Mas isso tem consequências. Lula precisa do financiamento da China e do novo banco para o desenvolvimento agora criado e “liderado” por Dilma, onde na verdade quem manda é o Partido Comunista chinês. Para isso, Lula teve de ir a Pequim fazer a genuflexão a que todos assistimos, mesmo que isso lhe custe qualquer espaço para discutir o sonho de integrar o lugar de membro permanente do Conselho de Segurança das Nações Unidas.

Lula bem pode tentar dar ideia que a sua preocupação é a paz e a sua ambição é moderar uma solução para o conflito, mas na verdade Lula precisa de renminbis para financiar os seus projetos. Só isso explica ter sido mais incisivo que o próprio líder chinês em relação ao papel da UE neste conflito iniciado pela Rússia.

Pelo caminho, o Presidente brasileiro atacou a União Europeia e os Estados Unidos, responsabilizando-os, ou seja responsabilizando-nos a nós, pelo prolongamento da guerra na Ucrânia. Culpar a União Europeia é a mesma coisa que culpar Portugal, não só porque somos membros efetivos da UE mas sobretudo porque, apesar das hesitações iniciais de António Costa, subscrevemos na íntegra as posições da União relativamente ao conflito.

Neste capítulo há vários problemas graves provocados por Lula, em particular quando se aproxima a sua visita a Portugal por ocasião das celebrações do 25 de Abril. Daí ser oportuno esclarecer diversos pormenores da política externa do Brasil que colidem com a política externa portuguesa. Até aqui nada de surpreendente, não podemos é fazer de conta que o Brasil não pertence hoje ao “eixo do mal”. Aliás, a presença de Lavrov em Brasília é a clara confirmação que o novo governo brasileiro não se importa de servir de cabeceira aos mentirosos e criminosos do regime de Putin. Desilusão com Lula só quem andou demasiado distraído.

Acho muito bem que Lula venha a Portugal, tal como acharia bem que Bolsonaro tivesse vindo. Os brasileiros são soberanos nas suas escolhas tal como nós somos nas nossas.
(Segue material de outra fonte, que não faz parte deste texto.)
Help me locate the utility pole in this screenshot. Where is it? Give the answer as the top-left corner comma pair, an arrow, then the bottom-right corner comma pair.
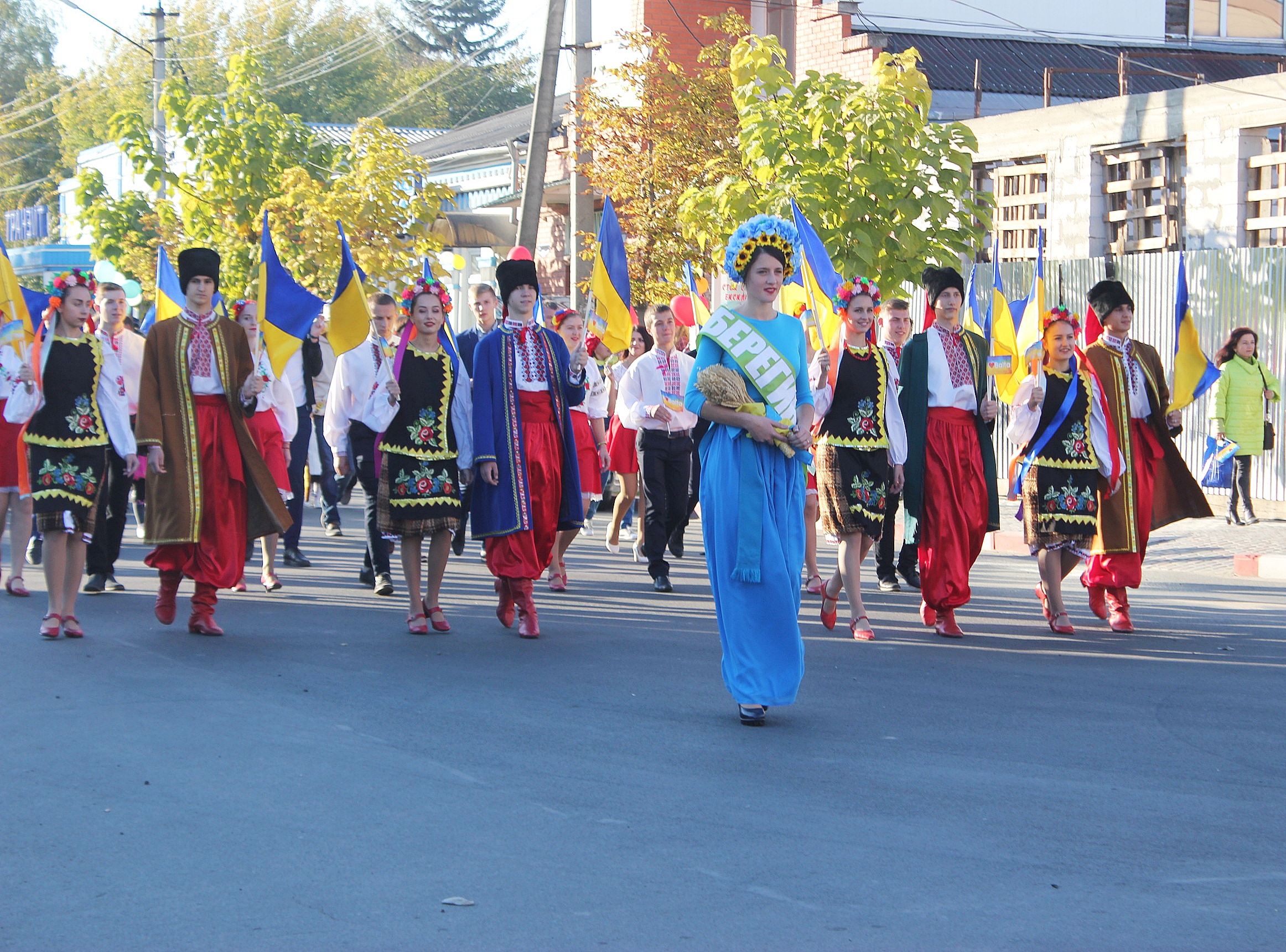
518,0 -> 564,250
570,0 -> 598,311
143,0 -> 179,198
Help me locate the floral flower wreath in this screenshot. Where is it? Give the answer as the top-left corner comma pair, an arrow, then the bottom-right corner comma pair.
1040,308 -> 1080,334
724,215 -> 800,283
401,278 -> 452,320
48,267 -> 98,311
831,278 -> 880,314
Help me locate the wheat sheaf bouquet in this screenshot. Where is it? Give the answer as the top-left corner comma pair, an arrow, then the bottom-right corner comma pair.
697,364 -> 795,457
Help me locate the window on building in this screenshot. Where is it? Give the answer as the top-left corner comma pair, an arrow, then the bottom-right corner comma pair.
989,156 -> 1049,261
1102,146 -> 1183,255
1192,0 -> 1283,40
1246,126 -> 1286,249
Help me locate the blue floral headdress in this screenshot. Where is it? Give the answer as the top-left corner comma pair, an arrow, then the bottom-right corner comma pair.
724,215 -> 800,282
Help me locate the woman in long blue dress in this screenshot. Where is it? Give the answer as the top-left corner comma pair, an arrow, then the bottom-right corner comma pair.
684,215 -> 813,726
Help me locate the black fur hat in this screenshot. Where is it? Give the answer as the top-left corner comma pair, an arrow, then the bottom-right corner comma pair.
179,249 -> 221,293
495,258 -> 540,310
1087,281 -> 1134,319
920,265 -> 964,308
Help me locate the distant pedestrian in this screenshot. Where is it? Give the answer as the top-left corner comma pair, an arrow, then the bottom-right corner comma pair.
1210,327 -> 1282,526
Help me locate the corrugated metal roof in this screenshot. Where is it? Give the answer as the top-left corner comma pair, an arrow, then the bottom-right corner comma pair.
410,94 -> 571,158
888,33 -> 1286,99
307,122 -> 445,146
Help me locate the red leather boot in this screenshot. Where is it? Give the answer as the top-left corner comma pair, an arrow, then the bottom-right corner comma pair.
155,572 -> 183,625
495,578 -> 513,628
509,579 -> 540,638
188,582 -> 224,634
Os laços entre Portugal e o Brasil são muito mais importantes que qualquer Presidente ou primeiro-ministro e na verdade, ao contrário de Bolsonaro, Lula sempre tratou bem Portugal. Outra coisa é fazermos orelhas surdas a posições do Presidente brasileiro que nos chocam ou que nos visam direta ou indiretamente.

É por esta razão que considero necessário perguntar a Lula:

Considera que Portugal e a União Europeia são responsáveis por ainda decorrer um conflito na Ucrânia?

Se para si é claro que a Ucrânia deve abdicar da Crimeia e do Donbass, está o Brasil disposto a ceder algum Estado brasileiro a Portugal?

Entende que é errado os países ocidentais darem equipamento aos ucranianos para estes se defenderem e protegerem dos ataques russos?

Considera que a Ucrânia é responsável pelo início da guerra e pela invasão russa?

Está o Brasil disposto a enviar equipamento de proteção ao povo ucraniano?

Está o Brasil disposto a apoiar a reconstrução da Ucrânia?

Mais do que faltar à cerimónia com o Presidente Lula no Parlamento, talvez seja mais oportuno estar presente, defender a nossa política externa de apoio à Ucrânia e à paz, condenar o comportamento russo e dos seus aliados e, se possível, ao lado do cravo vermelho colocar um símbolo da Ucrânia (se não existirem cravos azuis e amarelos).